When to define a new Function

lenscloth · September 19, 2017, 8:16am

I usually define a new Function, when

backward() is much simpler than forward().
Since some variables added to computation graph during Module.forward() can be meaningless.
For example,

# Inside of torch.nn.Module
def forward(x):
         x1 = x + 3
         x2 = x + 3
         x3 = x + 3
         x4 = x + 3
         x5 = x + 3
         return x5

here, variable x, x1, x2, x3, x4, x5 can be added in computation graph
in order to compute gradient later.

However, we only need x to compute gradient, because there was only + operation.

Considering this case, in order to save some memory I define new Function,

#Inside of Function
@staticmethod
def forward(ctx, x):
         ctx.save_for_backward(X)
         x1 = x + 3
         x2 = x + 3
         x3 = x + 3
         x4 = x + 3
         x5 = x + 3
         return x5

@staticmethod
def backward(ctx, z):
        x = ctx.saved_variables
        return x.fill(1)

Is this right case of defining new Function?
or pytorch’s autograd system automatically remove meaningless variables for backward()

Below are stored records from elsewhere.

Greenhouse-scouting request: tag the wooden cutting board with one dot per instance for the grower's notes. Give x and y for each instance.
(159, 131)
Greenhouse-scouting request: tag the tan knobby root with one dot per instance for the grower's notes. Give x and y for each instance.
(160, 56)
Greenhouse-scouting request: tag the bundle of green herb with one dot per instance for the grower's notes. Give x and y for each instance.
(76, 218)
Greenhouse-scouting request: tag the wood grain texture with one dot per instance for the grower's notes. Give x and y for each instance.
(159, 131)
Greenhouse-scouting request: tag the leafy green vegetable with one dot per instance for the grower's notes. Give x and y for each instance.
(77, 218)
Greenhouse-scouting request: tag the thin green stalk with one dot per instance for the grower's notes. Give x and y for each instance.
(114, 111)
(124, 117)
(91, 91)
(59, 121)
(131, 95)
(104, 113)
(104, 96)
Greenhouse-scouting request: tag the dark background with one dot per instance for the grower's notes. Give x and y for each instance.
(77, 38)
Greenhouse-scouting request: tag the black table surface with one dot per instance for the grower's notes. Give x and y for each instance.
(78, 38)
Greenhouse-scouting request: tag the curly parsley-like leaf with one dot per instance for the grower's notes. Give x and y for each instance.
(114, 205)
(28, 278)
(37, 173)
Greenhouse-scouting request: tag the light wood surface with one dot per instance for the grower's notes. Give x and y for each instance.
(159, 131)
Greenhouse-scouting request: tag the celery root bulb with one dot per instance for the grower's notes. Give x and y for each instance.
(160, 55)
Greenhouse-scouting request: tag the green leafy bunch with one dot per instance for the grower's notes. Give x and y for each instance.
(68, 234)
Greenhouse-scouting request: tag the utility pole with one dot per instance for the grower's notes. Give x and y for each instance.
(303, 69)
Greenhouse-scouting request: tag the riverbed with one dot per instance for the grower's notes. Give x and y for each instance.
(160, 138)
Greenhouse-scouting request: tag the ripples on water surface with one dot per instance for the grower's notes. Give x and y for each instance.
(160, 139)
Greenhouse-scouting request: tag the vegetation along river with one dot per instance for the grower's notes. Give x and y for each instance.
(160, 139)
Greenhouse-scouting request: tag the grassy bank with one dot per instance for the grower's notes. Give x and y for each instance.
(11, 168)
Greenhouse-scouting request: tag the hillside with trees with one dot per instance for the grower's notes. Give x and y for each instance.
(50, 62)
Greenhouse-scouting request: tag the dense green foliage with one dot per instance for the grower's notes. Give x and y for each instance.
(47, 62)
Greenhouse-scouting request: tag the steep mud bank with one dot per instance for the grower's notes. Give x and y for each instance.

alexis-jacq · September 19, 2017, 12:07pm

Autograd will create a tree with one branch for each operation (each “+” in your example) applied to a variable. That’s the only way to automatically compute the derivative. If you want to save memory, you can indeed create your own backward, so that a call of your whole function will count as a single operation in the tree.